In 2017, Sabbatini and his colleagues compared historical weather data from Michigan and Napa, California since 1970. While the average temperatures of the two regions over the course of a year have increased dramatically, Michigan’s temperatures have oscillated sharply. In Napa, temperatures varied from ideal temperatures for viticulture by 10% in each direction. That is, the average temperature remained 10% cooler or 10% warmer than the ideal temperature for growing wine grapes. In Michigan during the same years, the temperature variation from the ideal was 40% in each direction.
“It’s the constant inconsistency,” says Sabbatini. “Yes, we are on a streak of more heat. But the streak doesn’t come cohesively, like in Napa Valley and other areas, but with a lot of variability. It’s a bit like the financial market. It’s still going up, but through a lot of different bumps. You always win in the long term, but in the short term you can lose. And it’s Michigan time.
It’s not all bad news for Michigan’s growing wine industry. A longer growing season means more chances for high quality wines. Advances in weather forecasting and vine breeding and cultivation can mitigate some of the worst effects of storms. Shady Lane’s Fles even sees advantages for Michigan growers over growers in other areas: “We have varieties that are well suited to a cooler climate, and I think we’re going to stay that way for quite a while.” We don’t see the same kind of things you see in the West, where there’s a lot of talk about whether the region is getting too hot for Pinot Noir.
As wildfires and extreme heat waves ravage West Coast wine regions, Fles notices a new group of fruit growers and grape growers moving into Michigan. One of the main advantages of Michigan winemakers is all around us. “We have water security here,” says Fles. Thanks to this lake effect, Michigan grape growers don’t have to rely on irrigation, which saves a lot of money and bodes well for future grape growers. Fles recently helped a Colorado market gardener move to Michigan; this decision was motivated in large part by the change in access to water.

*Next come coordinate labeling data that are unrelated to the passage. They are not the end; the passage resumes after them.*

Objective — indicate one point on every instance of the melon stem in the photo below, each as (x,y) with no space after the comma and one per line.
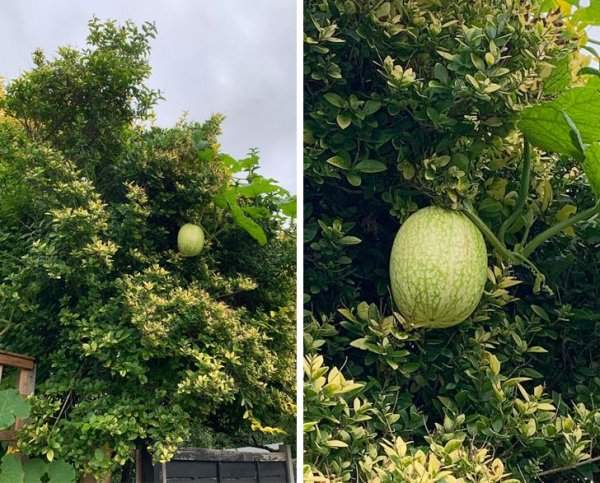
(556,229)
(523,190)
(500,247)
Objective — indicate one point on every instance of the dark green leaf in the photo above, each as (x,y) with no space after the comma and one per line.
(370,166)
(545,126)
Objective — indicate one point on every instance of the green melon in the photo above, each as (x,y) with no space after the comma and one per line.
(438,268)
(190,240)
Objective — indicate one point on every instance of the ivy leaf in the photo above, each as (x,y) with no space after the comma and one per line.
(546,126)
(12,406)
(11,470)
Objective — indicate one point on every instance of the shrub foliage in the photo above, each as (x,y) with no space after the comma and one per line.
(137,345)
(411,103)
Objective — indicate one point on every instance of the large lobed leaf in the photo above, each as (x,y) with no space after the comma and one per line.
(544,125)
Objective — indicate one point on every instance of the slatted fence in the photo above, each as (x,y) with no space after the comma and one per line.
(195,465)
(25,383)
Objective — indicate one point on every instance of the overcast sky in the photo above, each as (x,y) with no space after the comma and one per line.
(235,57)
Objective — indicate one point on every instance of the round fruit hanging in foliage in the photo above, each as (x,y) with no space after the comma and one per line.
(438,268)
(190,240)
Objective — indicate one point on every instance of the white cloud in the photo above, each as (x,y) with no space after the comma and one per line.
(236,57)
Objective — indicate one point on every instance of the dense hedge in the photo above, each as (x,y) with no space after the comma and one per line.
(411,103)
(137,345)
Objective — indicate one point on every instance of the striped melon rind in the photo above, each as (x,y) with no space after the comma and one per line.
(438,268)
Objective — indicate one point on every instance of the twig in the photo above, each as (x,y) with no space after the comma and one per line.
(569,467)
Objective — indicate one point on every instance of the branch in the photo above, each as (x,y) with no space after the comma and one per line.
(500,247)
(555,229)
(523,190)
(569,467)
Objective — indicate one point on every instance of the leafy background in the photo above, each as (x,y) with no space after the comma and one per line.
(410,103)
(136,345)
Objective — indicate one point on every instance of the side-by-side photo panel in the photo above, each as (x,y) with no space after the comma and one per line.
(451,231)
(148,242)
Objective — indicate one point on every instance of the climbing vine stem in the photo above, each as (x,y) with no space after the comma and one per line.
(523,190)
(557,228)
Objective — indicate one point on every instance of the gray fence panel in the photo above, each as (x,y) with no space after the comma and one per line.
(196,465)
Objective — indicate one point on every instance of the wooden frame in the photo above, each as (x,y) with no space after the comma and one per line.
(25,383)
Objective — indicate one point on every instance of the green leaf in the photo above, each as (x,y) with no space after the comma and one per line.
(335,100)
(560,77)
(288,207)
(588,15)
(34,470)
(361,344)
(339,162)
(370,166)
(349,240)
(258,186)
(11,470)
(343,120)
(574,133)
(12,406)
(591,166)
(61,472)
(247,224)
(334,443)
(354,179)
(545,126)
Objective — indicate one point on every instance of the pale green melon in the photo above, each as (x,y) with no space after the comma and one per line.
(190,240)
(438,268)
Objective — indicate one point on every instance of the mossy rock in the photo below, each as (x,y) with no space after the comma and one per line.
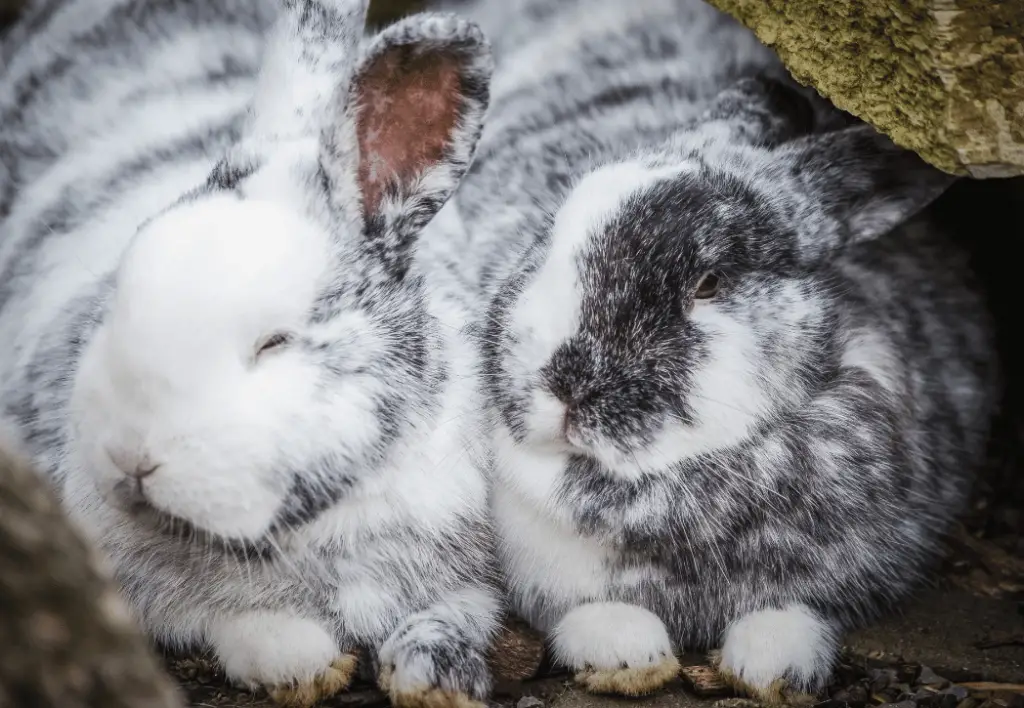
(944,78)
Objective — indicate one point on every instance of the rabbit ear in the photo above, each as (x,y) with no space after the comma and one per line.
(758,111)
(852,185)
(409,129)
(310,52)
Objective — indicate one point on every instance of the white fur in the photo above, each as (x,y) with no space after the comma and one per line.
(171,377)
(605,635)
(767,644)
(270,648)
(537,548)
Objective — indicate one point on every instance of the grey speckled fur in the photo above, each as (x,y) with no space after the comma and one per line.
(758,470)
(121,117)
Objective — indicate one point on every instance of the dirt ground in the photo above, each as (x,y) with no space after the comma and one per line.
(960,643)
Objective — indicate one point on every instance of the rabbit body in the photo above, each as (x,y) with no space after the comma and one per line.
(177,189)
(736,399)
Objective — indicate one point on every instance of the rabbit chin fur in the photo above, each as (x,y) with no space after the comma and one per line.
(756,470)
(283,506)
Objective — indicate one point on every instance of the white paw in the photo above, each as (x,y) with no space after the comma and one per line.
(767,646)
(294,658)
(437,658)
(615,648)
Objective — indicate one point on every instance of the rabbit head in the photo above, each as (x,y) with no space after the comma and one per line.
(672,301)
(267,340)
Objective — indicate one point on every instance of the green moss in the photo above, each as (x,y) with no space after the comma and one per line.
(947,83)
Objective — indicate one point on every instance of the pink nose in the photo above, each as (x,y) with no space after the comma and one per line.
(134,465)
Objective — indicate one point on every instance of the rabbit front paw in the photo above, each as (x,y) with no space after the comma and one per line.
(615,649)
(295,659)
(777,656)
(435,660)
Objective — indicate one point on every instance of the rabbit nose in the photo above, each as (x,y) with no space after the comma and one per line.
(133,465)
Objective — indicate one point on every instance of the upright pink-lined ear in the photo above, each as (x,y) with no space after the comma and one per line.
(408,119)
(415,111)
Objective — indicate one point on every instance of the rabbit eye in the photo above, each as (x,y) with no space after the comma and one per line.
(271,342)
(708,287)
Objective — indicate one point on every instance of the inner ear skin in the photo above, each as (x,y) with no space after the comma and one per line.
(409,101)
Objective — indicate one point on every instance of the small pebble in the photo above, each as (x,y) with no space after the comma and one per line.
(529,702)
(736,703)
(960,693)
(704,680)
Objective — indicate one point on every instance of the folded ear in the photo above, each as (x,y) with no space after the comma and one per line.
(757,111)
(408,130)
(852,185)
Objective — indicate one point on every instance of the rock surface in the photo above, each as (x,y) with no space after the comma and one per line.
(944,78)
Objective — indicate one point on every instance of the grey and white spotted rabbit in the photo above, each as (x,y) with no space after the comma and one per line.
(226,341)
(734,409)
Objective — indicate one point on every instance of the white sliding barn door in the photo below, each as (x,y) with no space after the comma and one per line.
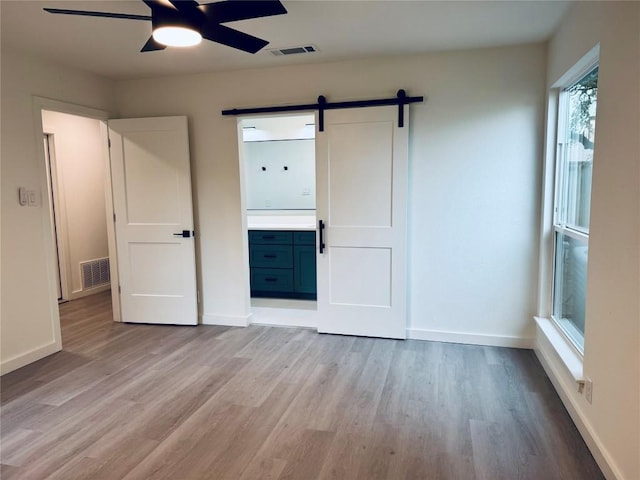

As the industry grows, Michigan winemakers are making increasingly complex and flavorful wines. Certified sommelier Liz Martinez is group director of beverage and hospitality for Backbone Hospitality Group, which owns Mink, Marrow, Folk and The Royce in southeast Michigan. Since moving to the state five years ago, she has been impressed with the rapid evolution of the quality and variety of her wine. Long known for its sweet Rieslings, Michigan now produces competitive, quality red wines, including Cabernet Franc and Pinot Noir, two rather temperamental grape varieties. “If you’re a smart winemaker,” says Martinez, “you can find a way to adapt and find the varieties that are right for the region. Michigan could soon stand out.